The bill requires the Secretary of Health and Human Services (HHS) to appoint a Federal Coordinator to oversee the creation of the database, as well as coordinate related programs within HHS and serve as a liaison to state and local governments. The Federal Coordinator would work in consultation with the Department of Justice, Department of Veteran Affairs, the Office of National Drug Control Policy, and other relevant agencies.

The database would act as a central location for the public to find information on the following:

  • Federal funding allocations made available for research and treatment of opioid abuse;
  • Research relating to opioid abuse from all federal agencies, state and local governments, non-profits, law enforcement, medical experts, public health educators, and even research institutes.

The bill would also require HHS to evaluate other issues relating to pain management, addiction, prescription guidelines, treatments, trends and patterns, and effective solutions and programs used across the country.  HHS would be required to:

  • Examine causes and patterns in pain management and addiction;
  • Evaluate opioid abuse treatment programs, including medicated-assisted treatments, and determine their effectiveness;
  • Analyze opioid prescription guidelines, including types of opioids prescribed and trends, and recommend alternatives for pain treatment; and
  • Examine abuse rates among veterans versus the general population.

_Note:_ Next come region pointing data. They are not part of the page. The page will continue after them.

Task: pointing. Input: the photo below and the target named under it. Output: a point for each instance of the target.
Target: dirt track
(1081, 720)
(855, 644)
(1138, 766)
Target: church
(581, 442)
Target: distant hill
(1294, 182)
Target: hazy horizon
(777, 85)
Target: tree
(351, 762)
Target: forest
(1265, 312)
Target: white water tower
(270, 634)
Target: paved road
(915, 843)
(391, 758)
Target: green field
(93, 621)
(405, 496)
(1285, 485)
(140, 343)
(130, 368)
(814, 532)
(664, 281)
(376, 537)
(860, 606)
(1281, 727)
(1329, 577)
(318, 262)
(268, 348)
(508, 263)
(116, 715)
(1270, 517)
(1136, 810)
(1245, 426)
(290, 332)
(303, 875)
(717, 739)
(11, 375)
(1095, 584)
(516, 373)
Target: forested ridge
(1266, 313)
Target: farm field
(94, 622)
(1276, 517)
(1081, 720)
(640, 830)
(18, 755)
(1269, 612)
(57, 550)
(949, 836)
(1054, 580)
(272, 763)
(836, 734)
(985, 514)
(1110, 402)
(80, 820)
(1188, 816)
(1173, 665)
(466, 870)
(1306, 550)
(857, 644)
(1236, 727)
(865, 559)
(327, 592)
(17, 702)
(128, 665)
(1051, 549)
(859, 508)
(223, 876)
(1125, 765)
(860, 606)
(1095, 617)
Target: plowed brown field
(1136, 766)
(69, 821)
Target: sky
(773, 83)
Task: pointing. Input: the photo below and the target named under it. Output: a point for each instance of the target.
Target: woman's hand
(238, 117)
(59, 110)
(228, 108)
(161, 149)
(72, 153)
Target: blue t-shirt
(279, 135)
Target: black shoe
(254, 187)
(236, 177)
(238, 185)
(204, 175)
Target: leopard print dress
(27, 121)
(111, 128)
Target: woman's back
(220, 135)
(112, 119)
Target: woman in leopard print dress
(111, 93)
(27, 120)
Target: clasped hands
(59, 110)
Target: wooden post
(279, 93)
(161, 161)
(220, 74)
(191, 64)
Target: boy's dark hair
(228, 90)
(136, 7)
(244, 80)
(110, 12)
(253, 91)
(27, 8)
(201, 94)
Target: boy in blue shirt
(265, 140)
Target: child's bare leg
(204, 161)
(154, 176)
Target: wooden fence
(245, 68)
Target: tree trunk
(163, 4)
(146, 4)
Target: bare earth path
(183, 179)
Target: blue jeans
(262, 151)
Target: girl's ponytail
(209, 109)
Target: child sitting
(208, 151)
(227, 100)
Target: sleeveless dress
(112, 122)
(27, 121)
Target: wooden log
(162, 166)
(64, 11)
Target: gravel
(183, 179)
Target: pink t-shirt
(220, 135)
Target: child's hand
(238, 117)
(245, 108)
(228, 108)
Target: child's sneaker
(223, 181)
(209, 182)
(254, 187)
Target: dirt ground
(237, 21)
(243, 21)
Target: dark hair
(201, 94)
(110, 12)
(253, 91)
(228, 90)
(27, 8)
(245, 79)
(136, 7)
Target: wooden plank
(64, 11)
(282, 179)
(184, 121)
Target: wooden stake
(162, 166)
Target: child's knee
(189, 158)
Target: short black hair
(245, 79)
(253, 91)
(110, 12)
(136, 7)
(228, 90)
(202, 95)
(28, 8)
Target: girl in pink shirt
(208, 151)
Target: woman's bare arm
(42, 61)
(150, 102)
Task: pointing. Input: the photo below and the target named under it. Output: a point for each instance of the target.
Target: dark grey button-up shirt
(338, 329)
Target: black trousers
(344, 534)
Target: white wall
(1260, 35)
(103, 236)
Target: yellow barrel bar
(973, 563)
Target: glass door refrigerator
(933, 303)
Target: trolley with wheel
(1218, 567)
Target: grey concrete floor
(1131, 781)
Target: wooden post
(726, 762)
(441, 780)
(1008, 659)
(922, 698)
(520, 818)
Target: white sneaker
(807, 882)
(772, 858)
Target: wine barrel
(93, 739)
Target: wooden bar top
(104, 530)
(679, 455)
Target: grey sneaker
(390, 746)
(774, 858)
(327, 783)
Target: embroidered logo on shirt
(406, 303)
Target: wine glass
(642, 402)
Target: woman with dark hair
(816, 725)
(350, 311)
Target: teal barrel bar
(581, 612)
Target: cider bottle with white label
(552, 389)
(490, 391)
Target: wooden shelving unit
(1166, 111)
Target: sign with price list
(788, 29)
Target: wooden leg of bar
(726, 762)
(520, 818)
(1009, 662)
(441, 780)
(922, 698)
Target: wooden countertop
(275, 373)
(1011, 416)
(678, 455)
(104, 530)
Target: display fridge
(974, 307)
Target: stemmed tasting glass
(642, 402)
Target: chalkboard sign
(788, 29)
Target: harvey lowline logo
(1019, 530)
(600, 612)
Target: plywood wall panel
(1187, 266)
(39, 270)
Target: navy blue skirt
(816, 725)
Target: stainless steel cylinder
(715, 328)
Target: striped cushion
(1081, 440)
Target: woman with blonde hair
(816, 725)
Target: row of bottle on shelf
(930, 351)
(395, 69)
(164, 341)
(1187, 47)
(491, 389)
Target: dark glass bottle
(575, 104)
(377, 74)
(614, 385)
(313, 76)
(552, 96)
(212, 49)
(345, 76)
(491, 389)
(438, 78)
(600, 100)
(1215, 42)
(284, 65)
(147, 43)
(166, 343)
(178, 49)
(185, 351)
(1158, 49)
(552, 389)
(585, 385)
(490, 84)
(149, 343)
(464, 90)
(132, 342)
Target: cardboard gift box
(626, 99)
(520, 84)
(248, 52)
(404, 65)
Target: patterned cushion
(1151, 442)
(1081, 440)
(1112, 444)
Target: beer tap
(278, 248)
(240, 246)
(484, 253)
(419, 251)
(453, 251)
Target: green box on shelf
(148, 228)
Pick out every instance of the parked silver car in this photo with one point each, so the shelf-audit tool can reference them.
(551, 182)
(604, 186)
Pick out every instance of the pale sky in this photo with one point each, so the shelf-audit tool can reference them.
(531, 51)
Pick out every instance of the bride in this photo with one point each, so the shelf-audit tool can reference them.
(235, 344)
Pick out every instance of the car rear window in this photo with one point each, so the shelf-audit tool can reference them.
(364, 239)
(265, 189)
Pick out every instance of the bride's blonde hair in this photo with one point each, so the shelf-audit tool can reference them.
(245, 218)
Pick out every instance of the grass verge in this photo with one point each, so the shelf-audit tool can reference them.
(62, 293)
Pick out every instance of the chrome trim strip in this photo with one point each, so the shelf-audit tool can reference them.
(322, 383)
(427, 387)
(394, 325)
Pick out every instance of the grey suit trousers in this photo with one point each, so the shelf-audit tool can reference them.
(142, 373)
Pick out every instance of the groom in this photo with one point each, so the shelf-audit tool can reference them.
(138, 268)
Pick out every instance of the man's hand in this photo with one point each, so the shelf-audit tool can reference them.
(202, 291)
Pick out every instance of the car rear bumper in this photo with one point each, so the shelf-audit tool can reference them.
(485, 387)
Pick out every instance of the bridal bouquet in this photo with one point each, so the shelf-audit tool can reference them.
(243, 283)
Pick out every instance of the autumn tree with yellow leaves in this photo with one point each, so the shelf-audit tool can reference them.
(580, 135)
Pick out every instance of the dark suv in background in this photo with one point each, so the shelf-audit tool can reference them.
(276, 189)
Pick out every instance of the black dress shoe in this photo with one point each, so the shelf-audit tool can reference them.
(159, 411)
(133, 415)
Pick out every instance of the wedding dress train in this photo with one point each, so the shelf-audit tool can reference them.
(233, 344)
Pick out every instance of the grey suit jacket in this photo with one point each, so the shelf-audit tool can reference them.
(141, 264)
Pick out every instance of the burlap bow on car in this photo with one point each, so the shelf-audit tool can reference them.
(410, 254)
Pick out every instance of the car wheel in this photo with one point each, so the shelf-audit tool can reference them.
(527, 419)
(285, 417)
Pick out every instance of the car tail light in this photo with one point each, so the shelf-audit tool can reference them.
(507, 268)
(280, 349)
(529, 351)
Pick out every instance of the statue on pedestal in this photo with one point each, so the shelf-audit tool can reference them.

The Federal Coordinator would be responsible to submit a report to Congress one year after the date of enactment, and an additional report after five years, of results of any analysis, evaluation, or comparison conducted under their direction.

“Communities in Ohio and around the nation continue to suffer from the rise of opioid abuse and addiction,” said Latta. “While the magnitude of this crisis is evident in the number of opioid-related deaths, we’re still lacking basic information on the effectiveness of federal programs and other efforts. In order to develop the best plans to attack this problem, we need the best information. The INFO Act would improve data collection relating to addiction, prescription guidelines, treatment, pain management, patterns of abuse, and other areas in order to find help find solutions. When it comes to this crisis, failure is not an option.”